「あの席で死んだって……?」
瑞恵は来生の言い方に疑問を持った。もし、病気や交通事故で死んだのなら、もっと別の言い方をするだろう。それではまるで……。
来生も言いにくそうにしていたが、話し始めた手前、ここでやめるわけにはいかなかった。
「あれは六月の終わりくらいかな。雨が降っていた日だった。オレたちは普段通り、授業を受けていたんだ。すると後ろの席の方で、ガタンって音とガラスが割れるような音がして……。次には女子の悲鳴が聞こえた。何事かと後ろを振り返ると、小栗さんが椅子ごと床に倒れていたんだ。ほら、よく後ろに体重をかけて、椅子の前脚を浮かせながらバランスを取って座っていると、思わずひっくり返っちゃうことってあるじゃない? 小栗さんもそんな座り方をしていたと思うんだ。でも、ひっくり返った場所が悪かった……。あの席の後ろの壁には、大きな鏡があって……」
来生は、そこで一度、話を中断した。そのときの光景を思い出したのか、心なしか顔面が蒼白になりつつある。瑞恵も来生の話を聞きながら固唾を呑んだ。
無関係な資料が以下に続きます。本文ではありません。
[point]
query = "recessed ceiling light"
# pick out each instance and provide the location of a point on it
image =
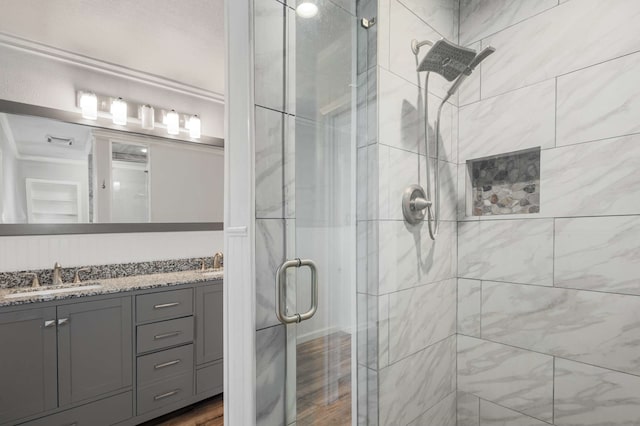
(307, 10)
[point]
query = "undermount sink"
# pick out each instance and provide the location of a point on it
(45, 291)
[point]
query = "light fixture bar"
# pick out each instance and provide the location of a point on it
(148, 117)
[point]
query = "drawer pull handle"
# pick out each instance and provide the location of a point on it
(166, 395)
(166, 305)
(166, 364)
(166, 335)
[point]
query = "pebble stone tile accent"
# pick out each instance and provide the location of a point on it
(506, 184)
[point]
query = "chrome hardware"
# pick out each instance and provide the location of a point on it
(166, 364)
(367, 22)
(414, 203)
(35, 282)
(57, 274)
(166, 335)
(281, 290)
(218, 261)
(166, 305)
(166, 395)
(76, 277)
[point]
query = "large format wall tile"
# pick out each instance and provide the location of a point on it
(567, 38)
(468, 409)
(479, 18)
(408, 257)
(441, 15)
(415, 384)
(270, 376)
(405, 26)
(598, 253)
(441, 414)
(402, 117)
(599, 102)
(507, 250)
(595, 178)
(596, 328)
(592, 396)
(421, 316)
(494, 415)
(489, 127)
(469, 294)
(514, 378)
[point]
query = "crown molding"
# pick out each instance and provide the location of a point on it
(61, 55)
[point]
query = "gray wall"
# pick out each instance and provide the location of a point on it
(548, 303)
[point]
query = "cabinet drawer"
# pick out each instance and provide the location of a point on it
(165, 392)
(105, 412)
(160, 365)
(210, 378)
(164, 305)
(164, 334)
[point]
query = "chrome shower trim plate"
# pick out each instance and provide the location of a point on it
(409, 196)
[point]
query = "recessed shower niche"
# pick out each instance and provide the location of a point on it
(504, 184)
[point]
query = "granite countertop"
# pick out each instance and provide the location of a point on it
(110, 286)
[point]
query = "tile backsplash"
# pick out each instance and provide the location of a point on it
(506, 184)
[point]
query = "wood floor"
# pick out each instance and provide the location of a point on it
(323, 388)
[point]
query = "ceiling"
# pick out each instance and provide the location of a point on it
(178, 40)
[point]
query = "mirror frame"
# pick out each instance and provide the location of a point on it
(24, 229)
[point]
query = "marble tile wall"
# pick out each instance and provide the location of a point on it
(410, 278)
(549, 303)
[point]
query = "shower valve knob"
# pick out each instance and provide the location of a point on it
(414, 204)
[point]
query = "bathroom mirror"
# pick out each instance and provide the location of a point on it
(61, 177)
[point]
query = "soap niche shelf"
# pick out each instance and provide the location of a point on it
(504, 184)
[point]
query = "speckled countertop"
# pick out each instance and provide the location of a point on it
(110, 286)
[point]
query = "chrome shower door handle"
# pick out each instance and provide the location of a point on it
(281, 291)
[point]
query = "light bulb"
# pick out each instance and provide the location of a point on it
(173, 122)
(147, 117)
(194, 127)
(119, 112)
(89, 105)
(307, 10)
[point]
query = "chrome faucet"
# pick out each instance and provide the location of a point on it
(218, 261)
(57, 274)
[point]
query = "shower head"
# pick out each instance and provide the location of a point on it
(447, 59)
(467, 72)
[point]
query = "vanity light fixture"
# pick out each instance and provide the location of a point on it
(194, 125)
(147, 117)
(307, 10)
(119, 112)
(173, 122)
(89, 105)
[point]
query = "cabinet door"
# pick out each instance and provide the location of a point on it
(94, 348)
(209, 323)
(27, 363)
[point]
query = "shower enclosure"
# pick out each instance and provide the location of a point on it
(305, 211)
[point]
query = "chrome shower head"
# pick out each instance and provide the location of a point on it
(447, 59)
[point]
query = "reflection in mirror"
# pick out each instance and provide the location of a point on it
(52, 172)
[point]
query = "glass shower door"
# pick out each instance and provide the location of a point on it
(320, 346)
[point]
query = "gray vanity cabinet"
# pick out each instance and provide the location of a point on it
(94, 349)
(209, 319)
(23, 371)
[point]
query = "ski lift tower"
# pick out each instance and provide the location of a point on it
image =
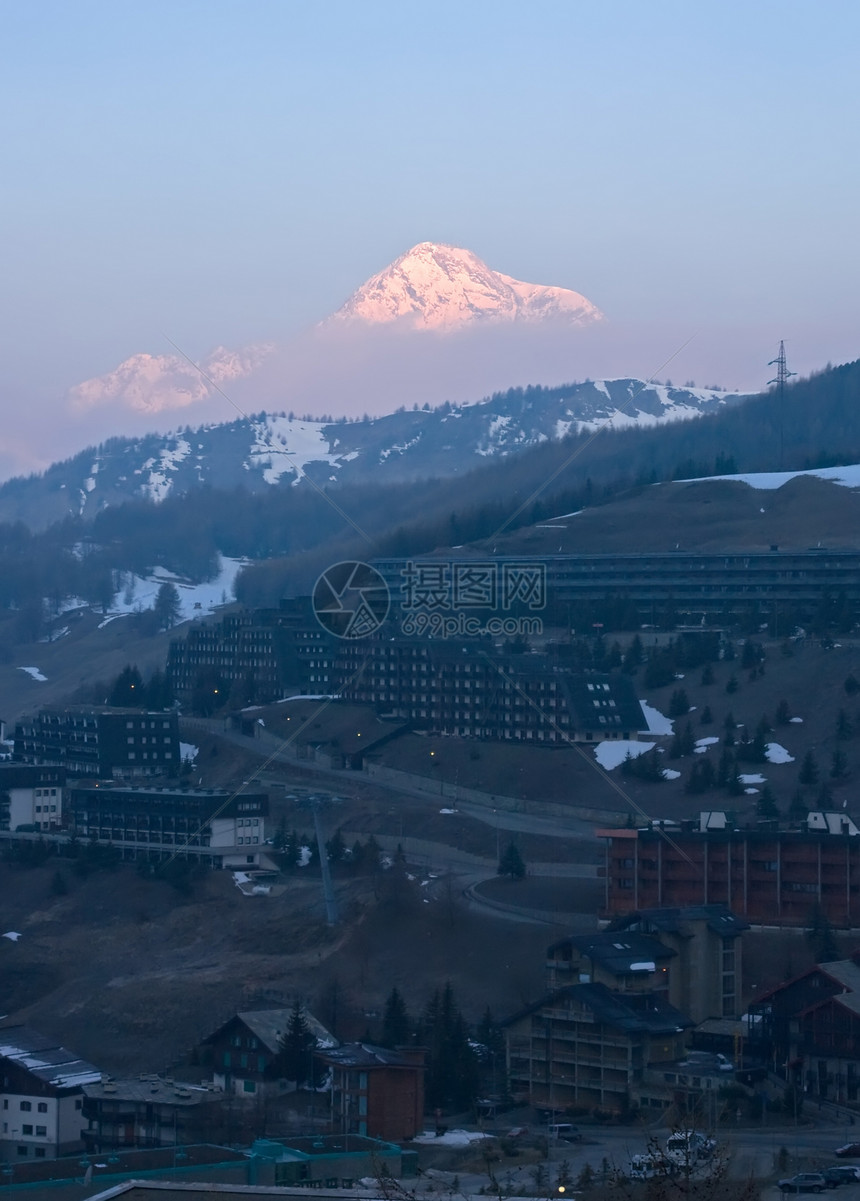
(782, 376)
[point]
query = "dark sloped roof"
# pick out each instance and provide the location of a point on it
(617, 951)
(269, 1025)
(672, 920)
(45, 1059)
(632, 1013)
(611, 697)
(365, 1055)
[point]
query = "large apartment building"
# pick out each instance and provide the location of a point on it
(710, 583)
(769, 876)
(100, 742)
(473, 691)
(216, 828)
(621, 1002)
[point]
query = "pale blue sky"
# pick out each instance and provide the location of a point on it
(230, 172)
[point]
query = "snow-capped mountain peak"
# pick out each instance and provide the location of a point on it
(441, 287)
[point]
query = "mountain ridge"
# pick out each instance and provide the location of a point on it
(272, 449)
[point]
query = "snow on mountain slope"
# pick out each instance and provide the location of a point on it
(769, 481)
(441, 287)
(276, 449)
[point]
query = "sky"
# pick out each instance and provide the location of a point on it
(227, 173)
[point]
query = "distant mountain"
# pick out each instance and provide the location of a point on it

「小栗さんは頭をぶつけ、鏡は派手に壊れた……しかも、後頭部を切ったか、破片が刺さったのか、床にはみるみるうちに血が……」
瑞恵は思わず両手で口許を覆った。見てもいない惨状が脳裏に浮かぶ。
「すぐに救急車を呼んだけど、出血がひどくて、小栗さんは病院に運ばれる途中で死んだんだ……。以来、あの教室で女の子の幽霊を見たとか言う噂が立つようになり、誰もが気味悪がって、あの席に座ろうとするヤツはいないんだよ。お陰で席替えもしてない。クラスのみんなは気持ち悪いからと、教室から席を取り除いて欲しいって片岡先生に言ったんだけど、先生は五年三組が終業式を終えるまで席をあのままにしておこうと主張して……」
「でも、その席に私が座った……」
やはり話すべきではなかったと、来生は後悔した。瑞恵の表情は強張ってしまっている。転校してこなければ──いや、五年三組に編入されなければ、こんな思いをしなくて済んだだろうに。
「他に席はなかったんだし……気にすることはないよ。幽霊の噂だって、誰かが面白おかしく流しているだけさ」
「………」
来生は優しくそう言ってくれるが、小栗吉乃という女子児童が事故を起こした想像の光景が、生々しく瑞恵に焼きついてしまっていた。まだ残暑の厳しい九月の初めだが、自然に身体が震えてくる。
そんな瑞恵を見て、思わず来生は、彼女を守ってやりたいと決意した。
「さあ、桜井さん、帰ろう」
来生は瑞恵を促し、一緒に並んで正門の方へと歩き出した。
そんな二人の姿を見つめる視線があろうとは、瑞恵たちは知る由もない。
その視線の主が五年三組の教室から見下ろしていることも。